Link people — Create Person entities and MENTIONS relations:

clotho_create_entity(entity_type: "person", title: "Alice")
clotho_batch_create_relations(relations: [
  {"source_id": "<transcript_id>", "relation_type": "mentions", "target_id": "<person_id>"}
])

Mark processed — After extraction is complete:

clotho_mark_processed(entity_id: "<transcript_id>", process_name: "extraction")

Ontology Filtering

Before extracting, load the ontology for the relevant program(s):

clotho_get_ontology(entity_id: "<program_id>")

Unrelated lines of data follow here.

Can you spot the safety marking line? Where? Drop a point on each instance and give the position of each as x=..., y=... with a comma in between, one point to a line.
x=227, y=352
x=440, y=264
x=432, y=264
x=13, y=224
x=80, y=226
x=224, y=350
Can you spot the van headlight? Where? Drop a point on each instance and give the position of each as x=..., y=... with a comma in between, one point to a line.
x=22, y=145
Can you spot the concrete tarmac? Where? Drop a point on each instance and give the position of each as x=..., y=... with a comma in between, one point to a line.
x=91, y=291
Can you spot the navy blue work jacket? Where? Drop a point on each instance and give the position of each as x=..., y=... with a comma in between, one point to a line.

The ontology tells you what to look for AND what to ignore:

Keywords — topics this program cares about. Prioritize signals matching these.
Technical/social signals — specific signal types to watch for.
Ignore list — topics to skip. If a signal matches an ignore entry, do NOT create an entity for it. Report it as skipped in the summary.

If a signal doesn't match any program's keywords or signal types, flag it for the user rather than auto-creating:

"I found a potential risk about 'supply chain delays' but it doesn't match any program's ontology. Should I create it, or is it noise?"

To add ignore rules:

clotho_update_ontology(entity_id: "<program_id>", add_ignore: "office logistics, catering, parking")

Search Before Create

MANDATORY: Before creating any entity, search for existing matches:

clotho_search(query: "<abstract theme>")

If a match exists, add an extracted_from relation to the existing entity instead of creating a duplicate. See the debrief-processor agent for the full search-before-create protocol.

Important Principles

Human-in-the-loop: Present your extractions to the user for review before creating entities. Say what you found and ask for confirmation.
Confidence: Be explicit about certainty. "I'm confident this is a decision" vs "This might be a risk, but it could also be a concern without action."
Don't over-extract: Not every statement is a speech act. "Updates" (status reports) don't need entities — they're context.
Respect the ignore list: If the ontology says to ignore a topic, ignore it. Don't second-guess.
Do capture follow-ups: "Let's schedule a meeting about X" is an action item, not admin noise. Capture it.
Watch the wrap-up: The end of a meeting is often the richest section for action items and next steps.
Preserve provenance: Always create EXTRACTED_FROM relations back to the source transcript.